U.S. Economy Begins 2016 on Shaky Ground, According To Decision Analyst's Economic Index
Wednesday, February 10, 2016
Posted by: Christina Sacher Brown
U.S. Economy Begins 2016 On Shaky Ground,
According To Decision Analyst’s Economic Index
Arlington, Texas—The Decision Analyst U.S. Economic Index registered 107 in January 2016, a 3-point decline from December 2015. The U.S. Economic Index in January 2016 is the same as it was in January 2015, suggesting that 2016 will be another year of slow or no economic expansion. The Economic Index tends to lead U.S. economic activity by 6 to 12 months. Below is the past-10-year history of the U.S. Economic Index.

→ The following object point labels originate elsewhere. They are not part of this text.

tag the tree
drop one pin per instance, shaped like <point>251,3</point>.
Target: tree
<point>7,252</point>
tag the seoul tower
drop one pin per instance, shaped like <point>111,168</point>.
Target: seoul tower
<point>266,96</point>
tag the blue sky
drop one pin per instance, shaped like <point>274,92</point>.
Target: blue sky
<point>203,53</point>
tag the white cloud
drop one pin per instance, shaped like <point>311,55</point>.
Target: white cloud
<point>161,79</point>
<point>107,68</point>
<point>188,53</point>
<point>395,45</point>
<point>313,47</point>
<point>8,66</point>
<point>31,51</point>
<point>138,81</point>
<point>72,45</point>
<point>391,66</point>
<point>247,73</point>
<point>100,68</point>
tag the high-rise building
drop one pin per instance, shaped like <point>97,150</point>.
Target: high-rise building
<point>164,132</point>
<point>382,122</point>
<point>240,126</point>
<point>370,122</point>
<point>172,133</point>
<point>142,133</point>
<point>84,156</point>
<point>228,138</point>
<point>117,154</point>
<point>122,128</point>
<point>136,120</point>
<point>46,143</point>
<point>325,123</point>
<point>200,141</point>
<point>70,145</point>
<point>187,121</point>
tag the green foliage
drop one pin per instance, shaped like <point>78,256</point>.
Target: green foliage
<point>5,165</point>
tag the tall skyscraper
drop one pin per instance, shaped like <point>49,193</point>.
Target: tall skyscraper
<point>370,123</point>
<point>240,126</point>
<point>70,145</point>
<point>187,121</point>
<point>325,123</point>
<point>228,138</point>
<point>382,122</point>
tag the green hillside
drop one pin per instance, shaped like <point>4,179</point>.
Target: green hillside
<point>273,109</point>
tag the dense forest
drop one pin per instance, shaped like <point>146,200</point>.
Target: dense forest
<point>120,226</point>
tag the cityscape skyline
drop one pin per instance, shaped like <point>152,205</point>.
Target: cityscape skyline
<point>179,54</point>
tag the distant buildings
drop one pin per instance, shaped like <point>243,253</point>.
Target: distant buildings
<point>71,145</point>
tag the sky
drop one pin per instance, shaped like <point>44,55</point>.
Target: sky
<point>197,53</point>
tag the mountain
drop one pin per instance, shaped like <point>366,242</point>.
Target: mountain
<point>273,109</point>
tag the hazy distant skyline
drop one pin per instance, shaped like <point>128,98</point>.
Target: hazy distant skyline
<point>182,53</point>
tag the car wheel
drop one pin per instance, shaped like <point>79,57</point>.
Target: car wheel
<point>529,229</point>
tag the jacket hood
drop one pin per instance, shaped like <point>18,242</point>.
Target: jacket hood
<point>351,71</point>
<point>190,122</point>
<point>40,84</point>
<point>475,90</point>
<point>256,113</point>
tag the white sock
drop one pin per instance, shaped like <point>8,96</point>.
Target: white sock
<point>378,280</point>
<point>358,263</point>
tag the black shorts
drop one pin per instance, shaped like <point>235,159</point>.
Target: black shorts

“The U.S. Economic Index increased sharply during the last three months of 2015 as the costs of oil, gasoline, and natural gas remained low. Reduced energy costs are, on balance, a stimulus to the U.S. consumer economy because households have more cash in hand to spend on groceries, eating out, clothing, and other consumer goods. Low energy costs lead to improved profitability in most energy-intensive industries, such as airlines, transportation and shipping, food processing, and many manufacturing companies,” said Jerry W. Thomas, President/CEO of Decision Analyst, a global marketing research and analytical consulting firm. “On the other side of the equation, the rising tide of debt of all types, the difficulty many small firms face in raising adequate amounts of money from the banking system in the U.S., and economic weakness in China, Russia, Brazil, and many emerging economies are exerting downward pressure on the U.S. economy. A U.S. recession in 2016 is not out of the question, but the odds continue to favor economic growth in the U.S. in 2016, albeit at a very modest pace.”